Overall, this is a highly polished and expertly made product.
This is equally as effective at alerting in OpManager as all of its other features are.
It offers a complete set of threshold-based warnings that may be used to find, recognise, and fix network problems. Also check how to turn off pop up blocker on edge
For any performance statistic, a number of thresholds with various notifications can be configured.
There is a free performance of the development if you want to trial it before you buy it.
Although it is a fully free version as opposed to a trial with a time limit, it has some restrictions such only allowing you to monitor ten devices. This is another spiceworks alternatives.
For all networks but the smallest, this is insufficient.
The Essential or Enterprise options are available for larger networks.
One allows you to keep an eye on up to 1,000 nodes, while the other supports up to 10,000.
Pricing information is accessible by contacting ManageEngine’s sales.
We’ve decided to add Cacti on our list for a few reasons.
First, it is arguably the most used free and open-source monitoring system.
It might not be as feature-rich as some commercial solutions but, given its price, it a wonderful tool.
Another rationale for its inclusion is historic.
Aside from MRTG–which is the mother of all network monitoring tools, Cacti is possibly the oldest still around.
Cacti was first released back in 2004 as a web front-end to RRD tool, the logging and graphing component of MRTG.
Its key components include a quick poller, powerful graph templating, and several data gathering methods.
Cacti also feature user access control and each user may be programmed to view a distinct set of graphs, a useful feature for large deployments with numerous support teams.
Cacti also has an easy to use web-based interface. This is another spiceworks alternatives.
It may scale from a small business or home LAN to sophisticated networks with thousands of devices on several sites.
Cacti uses RRDTool to store data in a SQL database and to build the graphs.
It is mostly developed in PHP, making it easy to customise to fit your needs.
The programme contains built-in templates for numerous sorts of devices that already includes most of the elements you could want to monitor on those.

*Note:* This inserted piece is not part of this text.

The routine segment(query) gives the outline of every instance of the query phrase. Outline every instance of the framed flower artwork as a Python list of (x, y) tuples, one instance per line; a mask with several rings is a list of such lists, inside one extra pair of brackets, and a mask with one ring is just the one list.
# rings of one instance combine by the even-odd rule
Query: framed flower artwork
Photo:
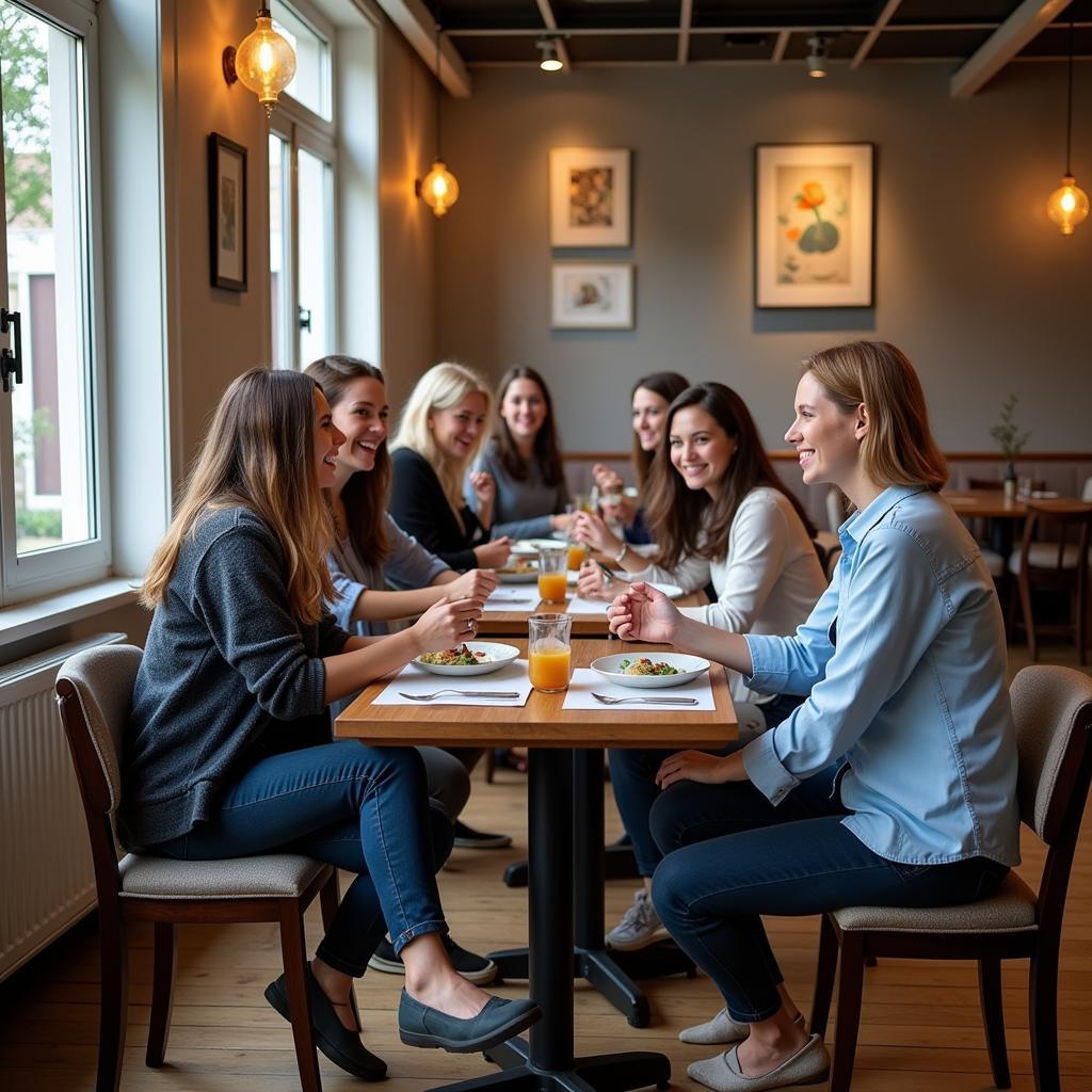
[(874, 151), (756, 145), (756, 307), (873, 306)]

Also check alternatives to aim
And Cacti is so popular that numerous device-specific templates may be obtained either from device manufacturers’ websites or through community-driven Cacti forums.
The only thing lacking from Cati is an alerting feature.
But with its open-source PHP code, nothing precludes anyone from adding it, though.
While the Spiceworks Network Monitor is a wonderful tool, a few flaws can discourage individuals from loving it or even from trying it.
- Fortunately, the market is more than saturated with such network monitoring products.
- We’ve introduced the five greatest we could locate.
- The pick is based on our criteria and viewpoint.
- You could have a favourite tool that we omitted to mention.
- This list may have been 20 or 25 items long and it would still be incomplete.
- But in our humble view, these 5 are the greatest Spiceworks alternatives you can find.